Thanks to our teachers and students, our district had plenty of good news. One significant change is that no Cleveland Heights-University Heights school carries the unfair designation of “failing,” the status that triggers access to performance-based EdChoice vouchers.
This change of status means the state will not award any new performance-based EdChoice vouchers in our school district this year. The 1,743 local students already benefiting can renew their subsidies through 12th grade, regardless of the district’s current label, and as long as they live in Ohio.
Ohio has two EdChoice programs. The first was approved in 2005 as a way to rescue kids from failing schools. In 2014 [the state] approved EdChoice Expansion, this time to aid low-income students.
The bad news is that income-based vouchers are no longer about helping low-income people, and their use and cost are growing exponentially. While access to performance-based vouchers is shrinking, access to income-based subsidies is growing. Not only is the scholarship amount greater than what public school students receive, the full amount—$8,400—is now available to any household with income below 450 percent of the federal poverty level, or $135,000 for a family of four.
EdChoice vouchers have drained more than $21 million of local taxpayer money out of our school district since the first 73 vouchers were awarded in the 2015–16 school year. Last year 1,924 students, most of whom had never attended a public school, received vouchers. This profligate spending makes private education at public expense an entitlement. It is a radical departure from our traditions of private education as a private responsibility and a firm separation of church and state. Taxpayers are now funding two K–12 education systems—one public and one private. It is neither justifiable nor sustainable.
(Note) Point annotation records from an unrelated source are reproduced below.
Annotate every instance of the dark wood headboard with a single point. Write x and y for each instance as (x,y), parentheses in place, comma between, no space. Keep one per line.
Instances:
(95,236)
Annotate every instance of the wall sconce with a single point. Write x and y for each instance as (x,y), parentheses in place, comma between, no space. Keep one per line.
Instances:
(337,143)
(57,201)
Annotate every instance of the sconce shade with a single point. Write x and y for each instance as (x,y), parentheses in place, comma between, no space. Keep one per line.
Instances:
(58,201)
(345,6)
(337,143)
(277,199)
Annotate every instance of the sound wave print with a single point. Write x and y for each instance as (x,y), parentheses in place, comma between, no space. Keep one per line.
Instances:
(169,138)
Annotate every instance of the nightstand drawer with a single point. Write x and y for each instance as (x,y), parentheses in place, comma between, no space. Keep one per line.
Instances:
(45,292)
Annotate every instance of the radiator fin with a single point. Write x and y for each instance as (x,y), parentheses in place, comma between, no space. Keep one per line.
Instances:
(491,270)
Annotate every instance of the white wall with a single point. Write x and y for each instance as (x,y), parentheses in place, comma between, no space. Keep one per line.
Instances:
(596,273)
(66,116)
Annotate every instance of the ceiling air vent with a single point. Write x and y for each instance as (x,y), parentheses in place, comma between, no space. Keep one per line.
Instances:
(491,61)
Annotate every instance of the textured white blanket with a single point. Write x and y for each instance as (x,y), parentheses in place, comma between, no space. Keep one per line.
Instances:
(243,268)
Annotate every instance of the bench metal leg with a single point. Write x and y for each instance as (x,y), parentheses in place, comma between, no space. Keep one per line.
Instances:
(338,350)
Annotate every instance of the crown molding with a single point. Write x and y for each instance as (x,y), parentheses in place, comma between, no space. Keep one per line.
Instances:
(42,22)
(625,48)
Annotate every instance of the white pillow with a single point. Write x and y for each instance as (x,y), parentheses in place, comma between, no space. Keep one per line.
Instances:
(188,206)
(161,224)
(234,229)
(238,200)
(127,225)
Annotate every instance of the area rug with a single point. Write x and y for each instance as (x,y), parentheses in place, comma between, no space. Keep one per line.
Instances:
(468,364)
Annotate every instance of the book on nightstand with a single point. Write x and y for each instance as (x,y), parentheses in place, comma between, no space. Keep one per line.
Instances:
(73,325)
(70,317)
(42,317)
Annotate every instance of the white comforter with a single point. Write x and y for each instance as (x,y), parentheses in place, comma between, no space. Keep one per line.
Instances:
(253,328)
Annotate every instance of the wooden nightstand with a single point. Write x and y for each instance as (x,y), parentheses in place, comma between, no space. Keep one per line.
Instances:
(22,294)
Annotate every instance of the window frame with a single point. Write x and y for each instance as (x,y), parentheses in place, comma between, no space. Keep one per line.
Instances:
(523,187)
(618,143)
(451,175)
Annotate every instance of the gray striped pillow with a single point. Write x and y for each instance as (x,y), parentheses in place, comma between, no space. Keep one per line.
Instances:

I tend to ignore the report cards. The quality of education is way too complex to reduce to five stars based primarily on standardized test results, and standardized tests are not adequate for making the high-stakes judgments that are tied to report card data.
The folly of using test scores to judge quality was evident in 2021, when 1,227 schools in 426 districts earned a failing designation. This dismal record prompted lawmakers to change their evaluation system, limiting this status to school districts where 20 percent or more of students qualified for Title 1 services and that had two consecutive years of low test results. This year, 412 schools in 57 districts carry this failing label.
The free-spending legislature is also the body that is stingy about funding basic needs. Only the poorest households, such as families of four with incomes below $39,000, are eligible for SNAP and free school lunches. Child-care subsidies are limited to those with incomes below $43,500, and health-care funds for children are limited to families with incomes below $62,000.
In 2023 about 169,807 Ohio students attended a private school, and, so far this year, more than 81,800 households have applied for income-based vouchers. Another 41,700 have applied for the performance-based EdChoice subsidy. It won’t be long before every private school student will be educated at taxpayer expense, without public oversight.
The new state budget set aside more than $1.05 billion for private school vouchers for next year. What if that is not enough? The challenge to voters is to make sure advancing the common good—in this case, public education—is the priority for spending public funds.

Susie Kaeser
Susie Kaeser moved to Cleveland Heights in 1979. She is the former director of Reaching Heights, and is active with the Heights Coalition for Public Education and the League of Women Voters. A community booster, she is the author of a book about local activism, Resisting Segregation.